Rich Kids Take 2.5x More Risks in Business. Get Higher Chance to Succeed.
I have always tried to look into the role money plays in entrepreneurship, maybe in order to understand my complex family history. I was certain, that money had a big role, i experienced it myself when the cost was not an issue VS when it was. However the numbers and the data lacked, i did not have neither the statistical data to prove this, nor a quantifiable difference to point to. Now i have, thanks’ to Mark Rober.
I am a big fan of Mark Rober, an entrepreneurial NASA ex-engineer that creates educational youtube videos. Mark had the opportunity to give a commencement speech at MIT. The speech was inspirational (i do have some reservations though), however what interests me the most, is the not the speech itself, it is a small social experiment Mark did. The mario effect as he calls it, was previously explained in a tedx talk which i didn’t watch .

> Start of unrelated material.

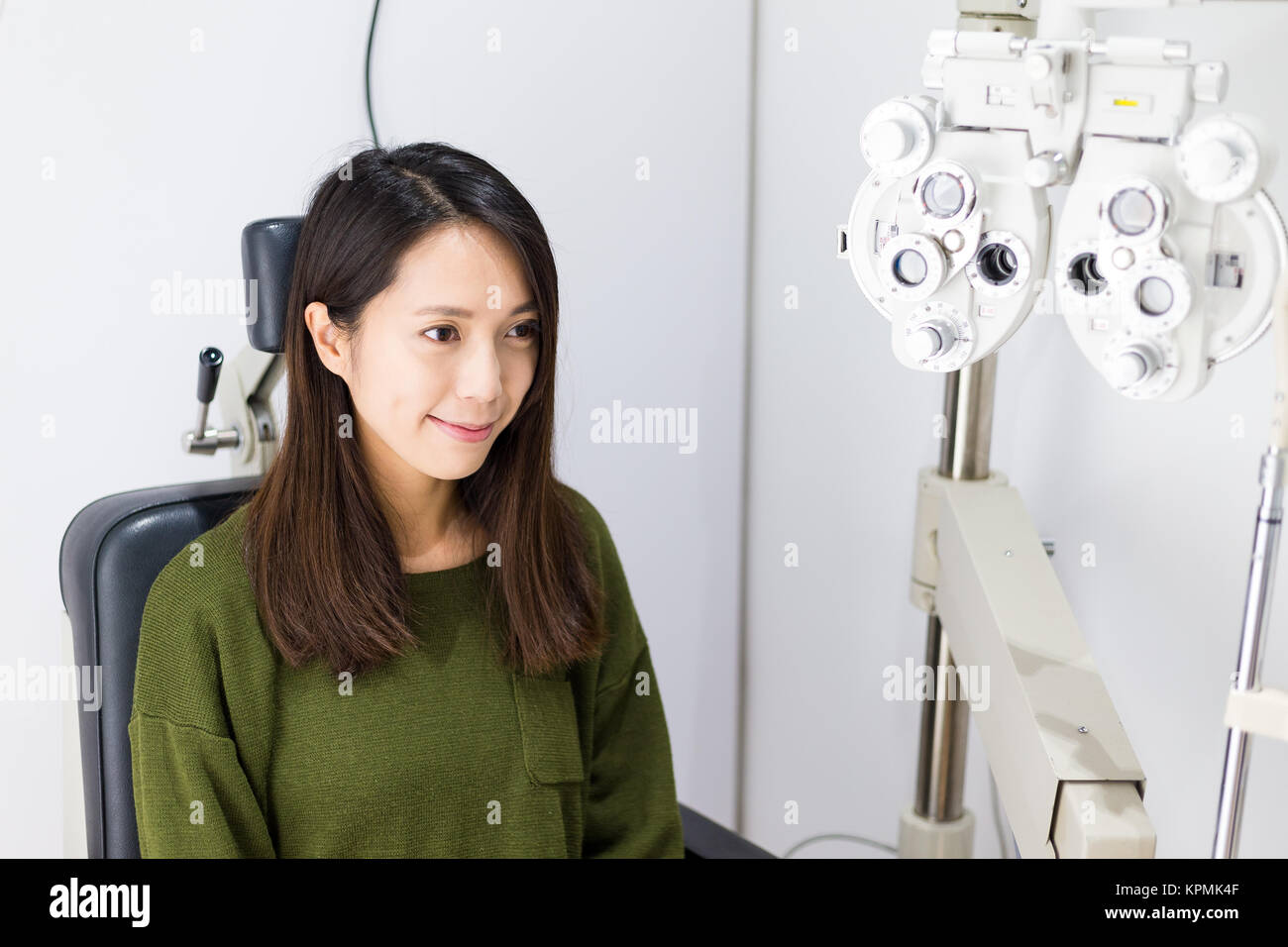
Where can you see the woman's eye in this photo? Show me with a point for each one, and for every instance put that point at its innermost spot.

The experiment about spending:
Mark ran an experiment. He had 50,000 participants attempt to solve a computer programming puzzle.
He created two versions of the challenge:
In the first version, if participants weren’t successful, they got this message: “That didn’t work. Please try again.”
In the second version, if participants weren’t successful, they got this message: “That didn’t work. You lost 5 points. You now have 195 points. Please try again”
The Results of the experiment are chocking to say the least:
Those who lost points for failed attempts, had a success rate of 52%.
Those who didn’t lose points for failed attempts, had a success rate of 68%.
This 16% difference is significant, but it is not important to us, as it related to solving a specific puzzle.
What’s important however: is that those who didn’t lose points made 2.5 times *more attempts* to solve the puzzle.
To rephrase it, introducing points triggers in you a mechanism of risking vs preserving. The lack of points can be assimilated to a state of being insensitive to points. Being insensitive to points allows you to take 2.5x more attempts, or 250% attempts.
Takeaway from this experiment:
When mistakes do not penalize you, you are more likely to keep trying. And if you keep trying, you have more chances of eventually succeeding.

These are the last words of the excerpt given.